It’s strange, but I find I’m saying to those who oppose any further aid to Ukraine, which to my mind indicates they’re comfortable knuckling under to Putin, “Move to Russia, then,” a refrain that a right-wing correspondent — maybe more than one — wished upon me in the days when I said Gorbachev ought to have been given some credit too for ending the Cold War, not just Reagan. Things apparently have come full circle in the past 34 years.
Frankly, how anyone cannot be appalled by Putin’s butchery, by his bombing of schools, churches, hospitals, and apartment buildings, is dismaying, as is the prospect that this country may once again be led by an aspiring dictator who thinks the law, so needed by any polity that professes to be concerned with equity, does not apply to him.
A letter writer to The Times the other day, Chris Protopapas, said that Trump’s “followers would love to be able to get away with and do what he does, whether it’s cheating on taxes, grabbing women, or sitting on gold-plated toilets. This is what liberals don’t understand: Mr. Trump’s moral and ethical failings are a feature, not a bug.”
If so, we, as a country that has supposedly been interested in justice, fairness, civility, and the common good — that is to say, interested in the democratic ideals that first arose in ancient Greece — seem doomed.
It says “Forever” on our stamps, and we say we live in the UNITED States, but I wonder.

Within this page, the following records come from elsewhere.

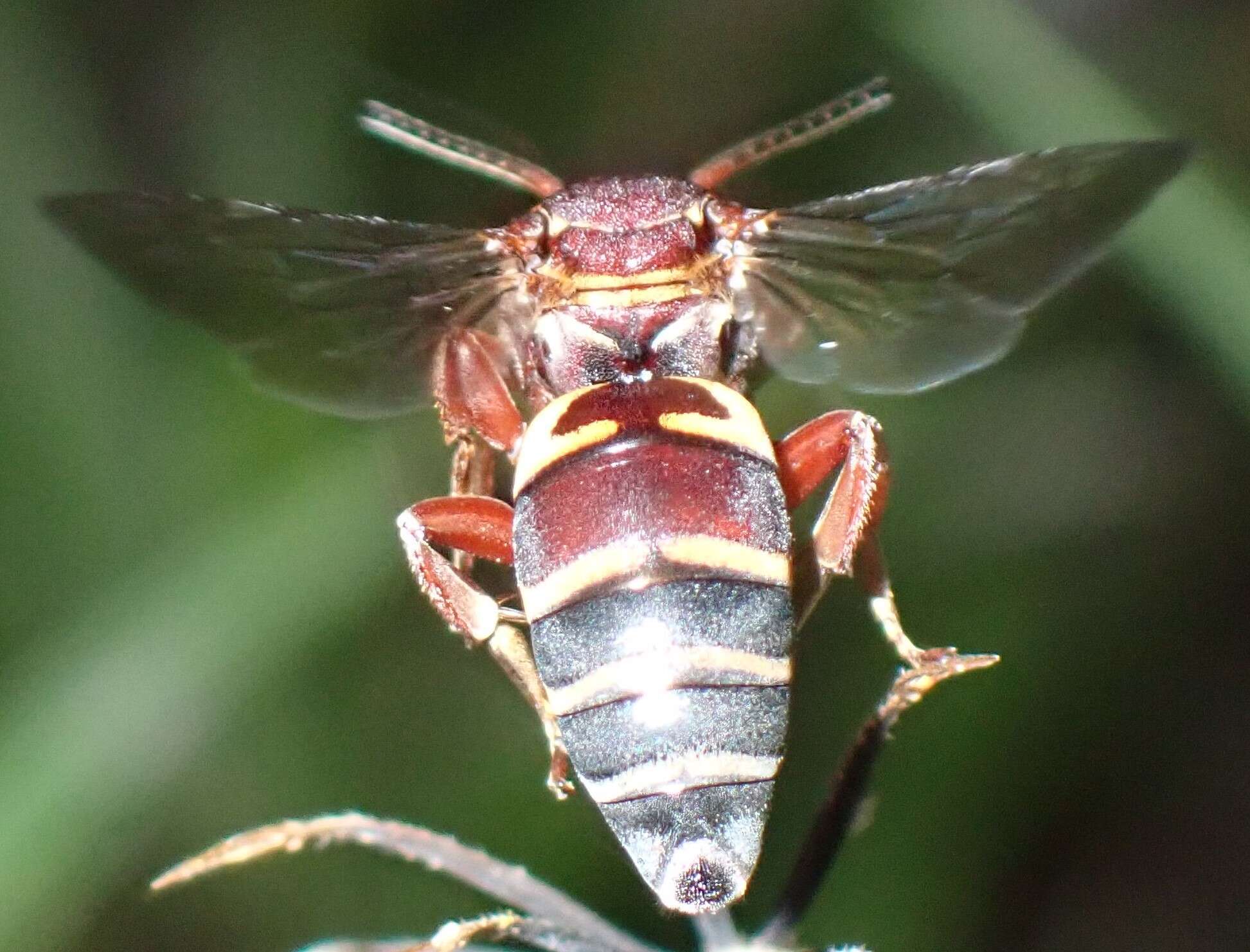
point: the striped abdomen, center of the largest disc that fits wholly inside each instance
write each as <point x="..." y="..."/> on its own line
<point x="653" y="556"/>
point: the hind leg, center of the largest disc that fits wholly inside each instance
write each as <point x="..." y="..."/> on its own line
<point x="844" y="538"/>
<point x="479" y="527"/>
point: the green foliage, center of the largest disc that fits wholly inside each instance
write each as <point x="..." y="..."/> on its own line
<point x="204" y="622"/>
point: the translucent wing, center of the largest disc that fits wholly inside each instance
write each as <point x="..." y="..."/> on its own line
<point x="903" y="287"/>
<point x="335" y="312"/>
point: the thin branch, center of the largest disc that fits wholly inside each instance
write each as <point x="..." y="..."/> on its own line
<point x="850" y="784"/>
<point x="505" y="882"/>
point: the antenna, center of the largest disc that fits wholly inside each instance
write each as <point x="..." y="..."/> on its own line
<point x="873" y="96"/>
<point x="428" y="139"/>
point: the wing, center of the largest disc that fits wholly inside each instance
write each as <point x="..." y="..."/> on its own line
<point x="903" y="287"/>
<point x="335" y="312"/>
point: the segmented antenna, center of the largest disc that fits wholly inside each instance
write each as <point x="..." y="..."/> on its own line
<point x="420" y="137"/>
<point x="873" y="96"/>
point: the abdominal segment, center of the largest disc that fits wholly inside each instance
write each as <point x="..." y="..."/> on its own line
<point x="654" y="563"/>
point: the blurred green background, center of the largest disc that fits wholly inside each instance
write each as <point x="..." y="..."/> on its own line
<point x="205" y="622"/>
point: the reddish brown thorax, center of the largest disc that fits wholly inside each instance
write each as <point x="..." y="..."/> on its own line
<point x="629" y="283"/>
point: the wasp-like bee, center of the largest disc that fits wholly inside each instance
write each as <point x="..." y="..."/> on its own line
<point x="648" y="522"/>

Still, when it comes to this town I’m not inclined to despair. There remains a “one for all and all for one” feeling here that if projected nationally would be salvific. People are working hard, people are volunteering in numerous ways on behalf of others. In short, I think that East Hamptoners, their political slants aside — see above — are fundamentally community-minded. I think the “we’s” have it in Bonac.
And perhaps, if that assumption is so, it’s rooted in the knowledge that we should show thanks for living in such a beautiful place.